Eine Auslegung, nach der eine natürliche Person zwei gewöhnliche Wohnsitze im Sinne von Art. 3 der Verordnung Nr. 1186/2009 – einen in einem Drittland und einen weiteren in einem Mitgliedstaat – haben kann, läuft dem Ziel zuwider, die Übersiedlung in einen Mitgliedstaat zu erleichtern.
(vgl. Rn. 28, 29, Tenor 1)
In einem Fall, in dem jemand in einem Drittland sowohl berufliche als auch persönliche Bindungen und in einem Mitgliedstaat persönliche Bindungen hat, kommt bei der Gesamtbewertung der erheblichen Tatsachen zur Bestimmung, ob sich sein gewöhnlicher Wohnsitz im Sinne von Art. 3 der Verordnung Nr. 1186/2009 über das gemeinschaftliche System der Zollbefreiungen im Drittland befindet, der Dauer seines Aufenthalts in diesem Drittland besondere Bedeutung zu.

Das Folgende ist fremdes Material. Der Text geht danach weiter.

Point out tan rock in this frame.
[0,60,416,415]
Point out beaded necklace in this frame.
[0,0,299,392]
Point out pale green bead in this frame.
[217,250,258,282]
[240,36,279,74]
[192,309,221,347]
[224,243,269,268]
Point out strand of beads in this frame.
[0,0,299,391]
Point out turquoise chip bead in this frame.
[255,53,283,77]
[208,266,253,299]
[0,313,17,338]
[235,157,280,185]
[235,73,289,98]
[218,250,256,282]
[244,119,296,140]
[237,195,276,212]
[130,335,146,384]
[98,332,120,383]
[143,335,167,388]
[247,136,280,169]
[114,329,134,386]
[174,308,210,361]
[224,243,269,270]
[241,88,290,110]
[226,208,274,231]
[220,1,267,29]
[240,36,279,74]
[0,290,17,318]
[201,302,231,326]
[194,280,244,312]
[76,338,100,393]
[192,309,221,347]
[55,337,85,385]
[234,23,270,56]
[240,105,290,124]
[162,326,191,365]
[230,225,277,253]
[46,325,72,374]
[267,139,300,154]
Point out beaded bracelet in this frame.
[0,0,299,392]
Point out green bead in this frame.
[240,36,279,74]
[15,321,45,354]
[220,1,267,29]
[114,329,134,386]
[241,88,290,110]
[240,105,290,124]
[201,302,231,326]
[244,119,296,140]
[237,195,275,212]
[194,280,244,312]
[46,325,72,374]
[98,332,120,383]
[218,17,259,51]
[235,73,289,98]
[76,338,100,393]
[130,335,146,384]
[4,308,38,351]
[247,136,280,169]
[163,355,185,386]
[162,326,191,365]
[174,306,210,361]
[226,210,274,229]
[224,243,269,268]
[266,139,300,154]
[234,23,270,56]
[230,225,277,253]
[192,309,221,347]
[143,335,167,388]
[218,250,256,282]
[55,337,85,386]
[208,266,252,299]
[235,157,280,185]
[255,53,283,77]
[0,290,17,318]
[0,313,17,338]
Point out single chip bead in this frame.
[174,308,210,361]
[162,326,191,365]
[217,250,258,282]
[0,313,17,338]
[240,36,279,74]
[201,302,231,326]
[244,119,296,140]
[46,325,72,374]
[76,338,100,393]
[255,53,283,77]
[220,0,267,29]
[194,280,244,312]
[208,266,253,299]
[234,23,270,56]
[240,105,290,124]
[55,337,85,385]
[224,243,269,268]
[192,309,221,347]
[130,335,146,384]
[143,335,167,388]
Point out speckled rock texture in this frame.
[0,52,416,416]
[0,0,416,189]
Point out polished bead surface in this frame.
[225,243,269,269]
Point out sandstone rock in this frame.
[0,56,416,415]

Der Begriff „gewöhnlicher Wohnsitz“ im Sinne von Art. 3 der Verordnung Nr. 1186/2009 ist als der Ort zu verstehen, den der Betroffene als ständigen Mittelpunkt seiner Interessen gewählt hat. Um zu bestimmen, ob sich dieser gewöhnliche Wohnsitz im Hinblick auf die Gewährung der in diesem Art. 3 vorgesehenen Zollbefreiung in einem Drittland befindet, sind alle erheblichen Tatsachen zu berücksichtigen. Im Rahmen dieser Prüfung ist festzustellen, dass die Verordnung Nr. 1186/2009 der Dauer des Aufenthalts des Betroffenen im fraglichen Drittland besondere Bedeutung zumisst. So kann die in Art. 3 der Verordnung vorgesehene Zollbefreiung nach Art. 5 Abs. 1 der Verordnung nur Personen gewährt werden, die ihren gewöhnlichen Wohnsitz mindestens zwölf aufeinander folgende Monate außerhalb des Zollgebiets der Union gehabt haben.